Conversations est exemplaire de ce qu’un texte bien conçu peut permettre pour aller vers la musique et trouver avec elle un rapport approfondi et ouvert. Dit autrement, lire Steve Reich permet de mieux l’écouter, et réciproquement. Ce n’est pas sans précédent (Stravinsky, Schoenberg, Hampton Hawes, et beaucoup d’autres) mais c’est toujours significatif. L’efficacité du récit appelle de légères réserves, notamment dans sa volonté d’exagérer un peu la centralité de la musique de Reich dans de très nombreuses musiques des soixante dernières années : les dialogues avec Brian Eno ou Jonny Greenwood, guitariste de Radiohead, cherchent clairement à attester d’une influence de Reich sur la musique populaire qui est indéniable mais plus marginale (y compris dans le livre) que ce que suggèrent ces échanges. D’ailleurs, ce genre de choses ne se mesure pas.

La plupart des interlocuteurs et interlocutrices de Steve Reich sont ses partenaires musicaux réguliers, souvent de longue date : le chef d’orchestre Michael Tilson Thomas, le percussionniste Russell Hartenberger, la violoniste Elizabeth Lim-Dutton… Les échanges permettent de suivre l’évolution de la musique de Reich et de ses pratiques depuis les premières expérimentations des années 1960 sur bandes magnétiques, dont l’impact se fait encore tant sentir (It’s Gonna Rain et Come Out) jusqu’aux œuvres consacrées au judaïsme (TehilimThe Cave, Proverb) en passant par les tentations monumentales (The Desert Music) ou les plus fameuses pièces de musique de phase (Clapping Music, Six Pianos). Le plus captivant dans cette perspective est d’entrer dans le point de vue des acteurs de cette évolution vers un enrichissement de la musique de Reich, à tous les points de vue : la radicalité encore spontanée des débuts allait en effet de pair avec une musique conçue dans l’irrévérence amusée de la débrouille, de l’amitié et des alliances constantes avec le jazz, le rock, les caniveaux de New York et les magasins de piano la nuit. La radicalité plus travaillée de la musique plus tardive (grossièrement à partir de la fin des années 1970) est clairement institutionnalisée, ce qui n’est pas du tout vécu comme tel par Steve Reich ni par ses invités.

L’exemple de Robert Hurwitz, président du label Nonesuch de 1984 à 2017, est à ce titre édifiant : l’évidence de l’affection, de l’estime, de l’entraide, est déroulée en même temps que le détail savoureux d’une collaboration entre un producteur et l’un de ses artistes fétiches. Sur un autre plan, pour qui cherche les traces des mises en lambeaux évoquées précédemment, on aperçoit clairement un quiproquo fort autour du travail entre Nonesuch et Reich au cours d’années 1980 où l’industrie du disque est déjà largement reconfigurée, mais où les deux hommes racontent un fantasme de la relation entre le producteur et l’artiste qui n’a certainement pas même existé tel quel dans les années 1960 – celui des risques pris contre la doxa et les frileux, celui qui déjoue les étiquettes, qui conteste les pouvoirs établis, celui qui valorise les « inclassables », dont Steve Reich bien sûr.

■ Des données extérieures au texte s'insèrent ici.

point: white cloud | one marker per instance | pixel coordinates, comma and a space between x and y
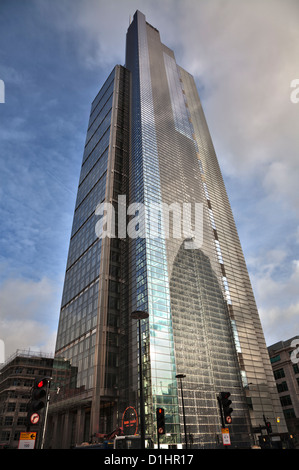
277, 298
28, 315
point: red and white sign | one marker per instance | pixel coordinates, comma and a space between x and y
34, 418
27, 440
225, 437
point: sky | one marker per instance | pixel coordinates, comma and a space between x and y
54, 57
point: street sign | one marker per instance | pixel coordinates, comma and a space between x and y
34, 418
225, 437
27, 440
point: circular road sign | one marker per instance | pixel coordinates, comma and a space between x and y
34, 418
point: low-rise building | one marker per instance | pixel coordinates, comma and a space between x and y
284, 357
17, 376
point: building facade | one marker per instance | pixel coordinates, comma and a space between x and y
285, 365
153, 232
17, 375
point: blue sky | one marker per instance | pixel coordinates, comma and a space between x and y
54, 57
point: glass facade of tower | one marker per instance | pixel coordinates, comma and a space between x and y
149, 143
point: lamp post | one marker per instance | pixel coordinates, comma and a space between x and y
141, 315
182, 376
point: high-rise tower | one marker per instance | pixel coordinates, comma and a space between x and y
153, 231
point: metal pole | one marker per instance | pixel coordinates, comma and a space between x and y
181, 376
46, 414
141, 315
142, 430
186, 443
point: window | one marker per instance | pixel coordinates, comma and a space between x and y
275, 359
286, 401
289, 413
279, 374
282, 387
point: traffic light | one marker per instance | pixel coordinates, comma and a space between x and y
268, 427
226, 407
160, 421
38, 400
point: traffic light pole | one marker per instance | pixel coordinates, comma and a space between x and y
46, 413
220, 409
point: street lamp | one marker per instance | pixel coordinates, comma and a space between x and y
182, 376
141, 315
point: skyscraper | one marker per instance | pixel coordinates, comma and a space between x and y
153, 232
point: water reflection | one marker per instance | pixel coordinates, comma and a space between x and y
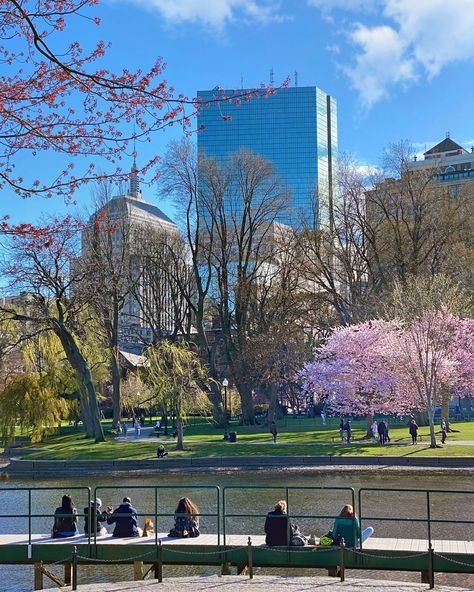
245, 501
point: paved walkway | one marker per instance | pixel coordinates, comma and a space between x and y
145, 436
264, 584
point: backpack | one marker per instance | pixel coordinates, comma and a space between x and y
297, 537
298, 540
328, 540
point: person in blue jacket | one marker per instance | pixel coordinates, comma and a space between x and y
65, 519
347, 527
125, 518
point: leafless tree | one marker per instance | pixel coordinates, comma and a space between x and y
106, 259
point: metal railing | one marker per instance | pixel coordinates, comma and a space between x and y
427, 494
287, 497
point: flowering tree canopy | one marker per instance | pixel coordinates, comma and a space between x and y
393, 366
54, 99
350, 372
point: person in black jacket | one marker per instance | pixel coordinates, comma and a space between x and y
65, 519
100, 517
277, 525
125, 518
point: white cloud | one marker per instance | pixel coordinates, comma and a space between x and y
380, 63
329, 5
368, 170
214, 13
412, 39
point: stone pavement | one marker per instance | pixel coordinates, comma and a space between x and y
263, 584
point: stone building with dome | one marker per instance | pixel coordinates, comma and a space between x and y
116, 230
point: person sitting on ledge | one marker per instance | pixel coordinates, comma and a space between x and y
186, 519
161, 452
100, 517
148, 527
65, 519
276, 526
125, 518
347, 527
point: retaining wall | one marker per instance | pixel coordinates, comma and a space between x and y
20, 467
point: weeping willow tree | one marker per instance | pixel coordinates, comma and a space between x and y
48, 391
177, 376
29, 402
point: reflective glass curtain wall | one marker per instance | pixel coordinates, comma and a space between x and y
295, 129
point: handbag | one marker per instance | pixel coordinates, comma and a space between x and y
297, 539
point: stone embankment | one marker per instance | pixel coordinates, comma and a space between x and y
264, 584
23, 467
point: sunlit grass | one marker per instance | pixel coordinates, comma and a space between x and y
296, 437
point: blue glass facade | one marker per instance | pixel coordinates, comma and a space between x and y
295, 129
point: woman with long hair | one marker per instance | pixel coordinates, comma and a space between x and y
186, 519
347, 527
65, 519
277, 529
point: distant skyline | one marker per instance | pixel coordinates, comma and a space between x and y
398, 69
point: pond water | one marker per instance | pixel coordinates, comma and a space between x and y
249, 500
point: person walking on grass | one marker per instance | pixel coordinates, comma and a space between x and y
382, 432
444, 430
348, 430
413, 429
374, 429
273, 431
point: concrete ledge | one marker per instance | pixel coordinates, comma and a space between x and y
41, 468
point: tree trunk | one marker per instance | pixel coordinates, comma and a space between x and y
116, 385
431, 411
246, 401
369, 421
89, 405
274, 411
179, 429
445, 398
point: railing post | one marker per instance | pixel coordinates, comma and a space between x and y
342, 568
250, 558
74, 568
38, 575
431, 567
160, 562
29, 516
428, 516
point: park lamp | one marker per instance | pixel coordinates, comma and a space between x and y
225, 384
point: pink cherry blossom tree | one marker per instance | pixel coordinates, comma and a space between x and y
394, 366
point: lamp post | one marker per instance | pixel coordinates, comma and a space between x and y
225, 384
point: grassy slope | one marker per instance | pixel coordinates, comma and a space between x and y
296, 438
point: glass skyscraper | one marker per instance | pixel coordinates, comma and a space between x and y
295, 129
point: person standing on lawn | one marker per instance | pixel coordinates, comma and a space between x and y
273, 431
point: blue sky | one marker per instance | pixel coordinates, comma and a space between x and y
399, 69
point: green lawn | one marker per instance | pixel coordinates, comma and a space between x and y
297, 437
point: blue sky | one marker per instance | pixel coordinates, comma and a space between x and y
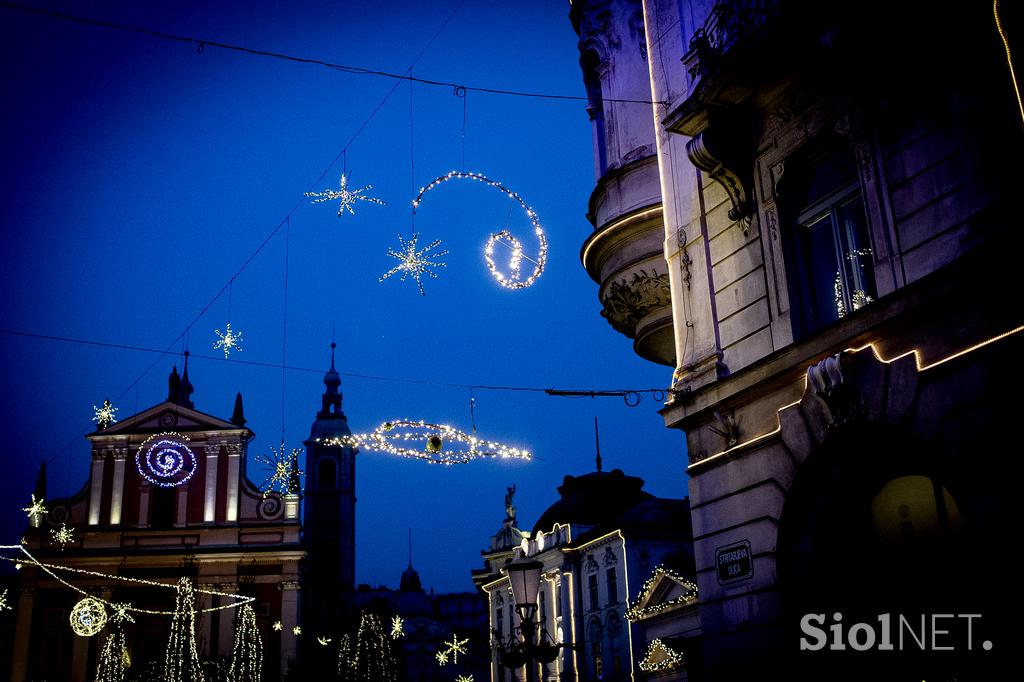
139, 174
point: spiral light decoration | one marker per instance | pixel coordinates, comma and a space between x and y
513, 279
165, 460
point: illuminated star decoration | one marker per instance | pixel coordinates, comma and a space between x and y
64, 536
103, 416
455, 647
513, 279
36, 509
279, 468
415, 263
345, 196
228, 340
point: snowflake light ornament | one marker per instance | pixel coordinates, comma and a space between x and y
103, 416
345, 196
62, 536
36, 509
278, 465
228, 341
397, 627
415, 263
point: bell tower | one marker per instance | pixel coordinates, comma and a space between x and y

Illustration disque pour Conversations de Reich
Concord, Walden I et Walden II (1971), Tom Philips (1937) © CC BY 2.0/Pedro Ribeiro Simões/ Flickr

« Dans quel bac vont-ils ranger [le disque de Music for 18 Musicians] chez les disquaires ? », demande Steve Reich. « Et la réponse était : “dans trois ou quatre bacs différents” ».  Ici, l’insistance des liens entre les univers esthétiques (David Bowie, Pat Metheny le label allemand ECM, les compositeurs contemporains Copland ou Messiaen) a forte valeur de définition pour Reich, qui jubile de situer sa musique à un endroit inclassable. En réalité, le témoignage qu’il offre démontre souvent tout l’inverse en faisant apparaître les liens qui unissent David Bowie, Brian Eno, les enregistrements de musique ghanéenne, et les conservatoires états-uniens ou les orchestres japonais. Ces musiques-là forment ce classicisme radical que Steve Reich a contribué avec d’autres (mais plus que bien d’autres, sauf peut-être John Cage) à installer là où il se trouve bien aujourd’hui : au cœur des institutions classiques, mais perçu comme encore contre-culturel.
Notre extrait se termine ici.